Они подошли и остановились группой; все щурились на солнце, озирались, хихикали, улыбались, говорили лениво; брюнет - случайная фигура? - все шипел и чирикал около "этой"; мы с Алексеем раза два косвенно взглянули друг на друга; надо было заново установить отношения, но я не хотел подходить специально для этого.
Подъехал багаж, рассасывалась толпа у таможенных стоек: нам "с улицы" было видно.
Сухо-резко засмеялась красавица; все же странный смех.
Сейчас все поедут по своим делам. "Где-нибудь еще встретимся", - подумал я и, конечно, не ошибся; Куба остров хотя и не маленький, как мы мыслим (даже ария есть: "Ах, остров мой маленький, горы высокие, пальмы…" - хотя остров не маленький, а горы не высокие!), но мир тесен, а туристская группа - не пачка иголок; так и не выяснив отношений, я двинулся по своим делам.
У выхода меня встретили двое из тех, к кому ехал…

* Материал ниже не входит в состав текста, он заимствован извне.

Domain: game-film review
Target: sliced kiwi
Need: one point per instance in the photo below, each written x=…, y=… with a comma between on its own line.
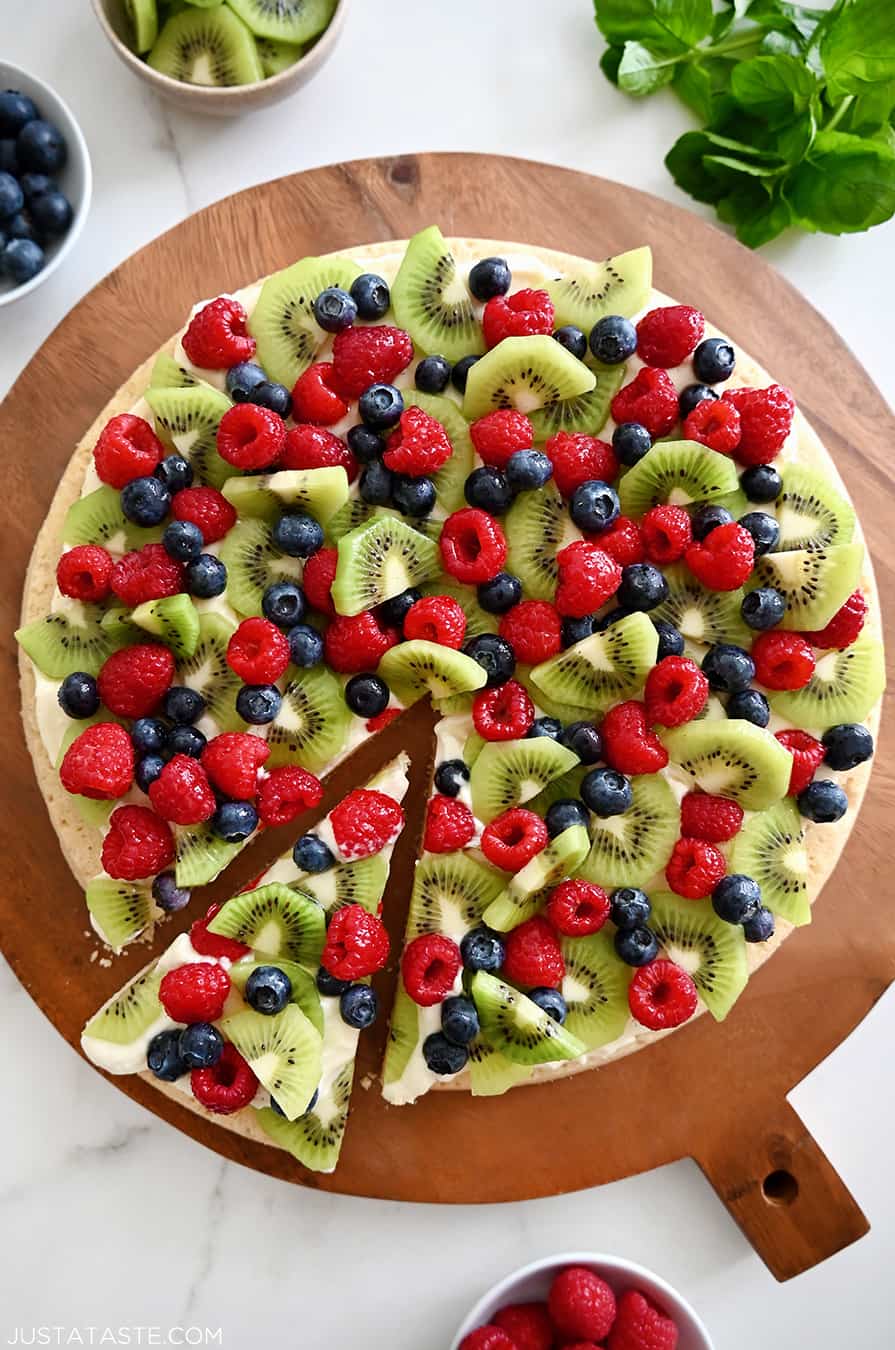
x=676, y=471
x=524, y=373
x=604, y=668
x=732, y=759
x=618, y=285
x=282, y=321
x=432, y=303
x=713, y=952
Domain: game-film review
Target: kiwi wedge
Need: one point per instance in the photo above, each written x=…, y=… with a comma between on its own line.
x=282, y=321
x=732, y=759
x=432, y=303
x=714, y=953
x=524, y=373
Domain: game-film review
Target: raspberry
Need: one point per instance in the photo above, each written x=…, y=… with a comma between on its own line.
x=448, y=825
x=227, y=1087
x=216, y=336
x=724, y=559
x=417, y=446
x=533, y=956
x=666, y=533
x=675, y=691
x=651, y=400
x=662, y=995
x=436, y=618
x=782, y=660
x=500, y=434
x=195, y=992
x=357, y=944
x=429, y=967
x=629, y=745
x=513, y=839
x=232, y=760
x=313, y=398
x=581, y=1304
x=844, y=627
x=578, y=458
x=523, y=315
x=207, y=508
x=473, y=546
x=504, y=713
x=716, y=424
x=714, y=818
x=132, y=681
x=587, y=578
x=806, y=753
x=258, y=651
x=146, y=574
x=250, y=436
x=286, y=793
x=99, y=763
x=85, y=573
x=577, y=907
x=533, y=629
x=127, y=448
x=666, y=336
x=357, y=643
x=138, y=844
x=363, y=357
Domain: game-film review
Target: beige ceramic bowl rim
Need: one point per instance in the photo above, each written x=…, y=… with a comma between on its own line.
x=230, y=93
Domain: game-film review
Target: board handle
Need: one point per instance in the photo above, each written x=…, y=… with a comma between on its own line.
x=783, y=1191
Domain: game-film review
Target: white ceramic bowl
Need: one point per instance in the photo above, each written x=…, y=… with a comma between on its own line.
x=532, y=1284
x=76, y=180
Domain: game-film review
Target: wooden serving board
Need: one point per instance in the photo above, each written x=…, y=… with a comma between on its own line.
x=713, y=1092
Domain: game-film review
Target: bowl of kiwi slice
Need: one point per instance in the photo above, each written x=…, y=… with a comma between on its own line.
x=223, y=58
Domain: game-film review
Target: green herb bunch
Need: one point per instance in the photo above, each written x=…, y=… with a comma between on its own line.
x=798, y=105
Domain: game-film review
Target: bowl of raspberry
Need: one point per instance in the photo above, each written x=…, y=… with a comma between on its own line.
x=582, y=1300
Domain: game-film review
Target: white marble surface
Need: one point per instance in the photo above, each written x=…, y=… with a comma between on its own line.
x=111, y=1218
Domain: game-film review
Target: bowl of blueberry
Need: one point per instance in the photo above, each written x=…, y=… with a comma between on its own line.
x=45, y=182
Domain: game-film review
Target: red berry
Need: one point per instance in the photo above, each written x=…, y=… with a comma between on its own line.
x=138, y=844
x=662, y=995
x=429, y=967
x=782, y=660
x=473, y=546
x=132, y=681
x=629, y=744
x=99, y=763
x=577, y=907
x=127, y=448
x=513, y=839
x=216, y=338
x=85, y=573
x=357, y=944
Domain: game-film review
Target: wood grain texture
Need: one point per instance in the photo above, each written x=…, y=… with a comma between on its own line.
x=713, y=1092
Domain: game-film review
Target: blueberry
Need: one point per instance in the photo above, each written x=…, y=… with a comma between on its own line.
x=267, y=990
x=284, y=604
x=359, y=1006
x=714, y=359
x=613, y=339
x=146, y=501
x=490, y=277
x=822, y=802
x=500, y=594
x=494, y=655
x=606, y=793
x=367, y=695
x=594, y=506
x=736, y=898
x=335, y=309
x=371, y=296
x=78, y=695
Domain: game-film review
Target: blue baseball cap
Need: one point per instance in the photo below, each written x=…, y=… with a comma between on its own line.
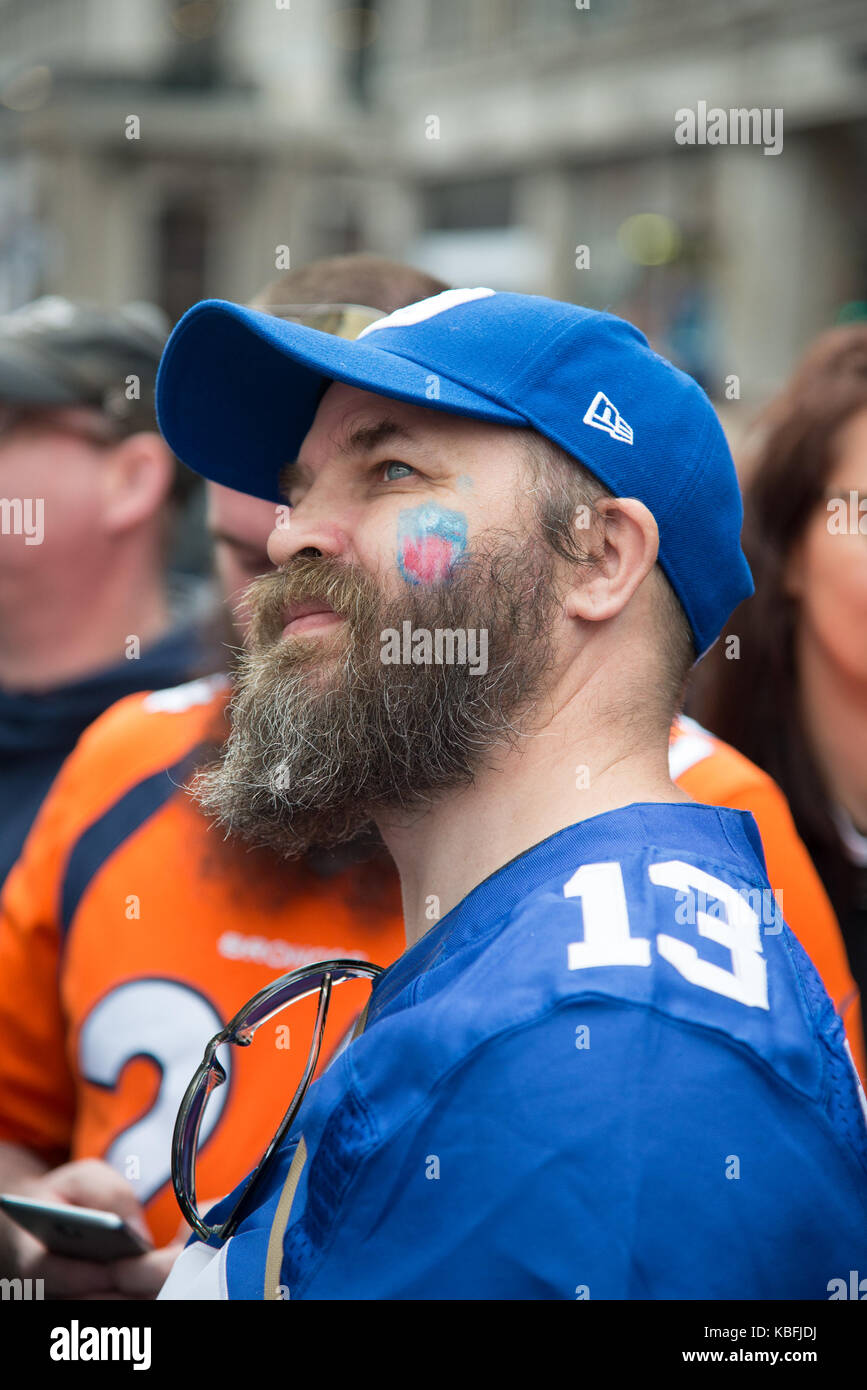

В Гаване мне было делать нечего. Электрик мой оказался в командировке в Сантьяго-де-Куба, - что не огорчило, так как мне предложили катить через весь остров, в Сантьяго и пообещали порадеть о машине; кстати, и тот человек, старый литератор, у которого была заветная испанская книга, жил там. Все к лучшему в этом лучшем из миров, все начинается с дороги, все начинается с удачи; о, совпадения. К тому же мне сказали, что Пудышев в Сантьяго-то в Сантьяго, но это конечный пункт, а по дороге он заскочит в Плайя-Хирон, в Тринидад, в Сьен-Фуэгос и куда-то; а уехал он "вот-вот, только что - вам не повезло"; с видом, вовсе не говорящим о невезении, я отвечал, что придется и мне заезжать во все эти города - вдруг он там еще.
- Да это все по дороге. Вот разве Хирон немного сбоку. Но он близко, - отвечали мне, притом с понимающей улыбкой.